Shares of Coupang Inc (CPNG) dropped by 5.11% from $17.02 to $16.15 in the trading on Monday, December 18, 2023. The reason why CPNG down today is due to the announcement that Coupang plans to acquire the business and assets of Farfetch Holdings plc, a prominent online luxury company. This move positions Coupang as a leader in the global personal luxury goods segment, worth $400 billion. The acquisition aims to leverage Coupang's operational expertise and innovative logistics to enhance customer experiences and unlock Farfetch's value in South Korea's luxury goods market, known for its high per-capita spending on luxury items. Farfetch will focus on providing elevated experiences for exclusive brands, thanks to access to $500 million in capital from the agreement.
Shares of Coupang Inc (CPNG) dropped by 9.90% from $17.07 to $15.38 in the trading on Wednesday, Novemeber 8, 2023. The reasons why CPNG down include:
- Disappointing Q3 Earnings: Coupang reported its Q3 earnings results on Tuesday, November 7, 2023. The company missed estimated earnings by 28.57%, with an EPS of $0.05 compared to the estimated $0.07. However, the company did see an increase in revenue, which was up $1.08 billion from the same period in the previous year.

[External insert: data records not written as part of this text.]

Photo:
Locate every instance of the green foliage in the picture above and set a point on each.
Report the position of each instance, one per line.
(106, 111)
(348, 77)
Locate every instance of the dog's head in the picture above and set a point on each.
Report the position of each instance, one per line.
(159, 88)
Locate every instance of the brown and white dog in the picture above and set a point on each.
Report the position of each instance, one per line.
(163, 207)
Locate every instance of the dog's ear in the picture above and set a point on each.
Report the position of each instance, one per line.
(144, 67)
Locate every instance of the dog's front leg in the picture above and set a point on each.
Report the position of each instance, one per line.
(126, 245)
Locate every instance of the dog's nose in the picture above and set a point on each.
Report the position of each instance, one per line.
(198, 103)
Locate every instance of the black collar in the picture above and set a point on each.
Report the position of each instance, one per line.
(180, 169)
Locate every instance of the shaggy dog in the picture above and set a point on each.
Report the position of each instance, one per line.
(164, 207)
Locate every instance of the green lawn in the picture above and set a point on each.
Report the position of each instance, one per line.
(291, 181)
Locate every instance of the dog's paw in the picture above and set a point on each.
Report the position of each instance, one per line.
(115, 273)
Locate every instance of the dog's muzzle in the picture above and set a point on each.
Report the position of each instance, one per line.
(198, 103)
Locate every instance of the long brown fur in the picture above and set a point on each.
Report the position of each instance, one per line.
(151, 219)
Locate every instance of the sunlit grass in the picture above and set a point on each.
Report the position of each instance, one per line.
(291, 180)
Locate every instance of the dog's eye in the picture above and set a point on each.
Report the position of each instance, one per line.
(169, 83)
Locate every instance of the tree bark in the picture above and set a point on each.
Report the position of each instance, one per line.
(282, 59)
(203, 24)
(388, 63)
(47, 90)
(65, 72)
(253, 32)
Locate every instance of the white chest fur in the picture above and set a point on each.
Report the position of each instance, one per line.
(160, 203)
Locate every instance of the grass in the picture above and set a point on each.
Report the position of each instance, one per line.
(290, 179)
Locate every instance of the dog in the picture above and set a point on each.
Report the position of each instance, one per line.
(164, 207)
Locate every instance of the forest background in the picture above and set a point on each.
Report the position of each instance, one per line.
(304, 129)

- Analyst Views: Analysts assessed Coupang's Q3 results as a mixed bag. While the company achieved strong top-line growth, it came at the expense of margins. However, they remain positive about Coupang's long-term earnings growth potential. The margin decline was attributed to increased costs related to acquiring merchants and customers, as well as initial inefficiencies in product selection and expansion. Despite these challenges, analysts see these measures as investments that will yield benefits in the future.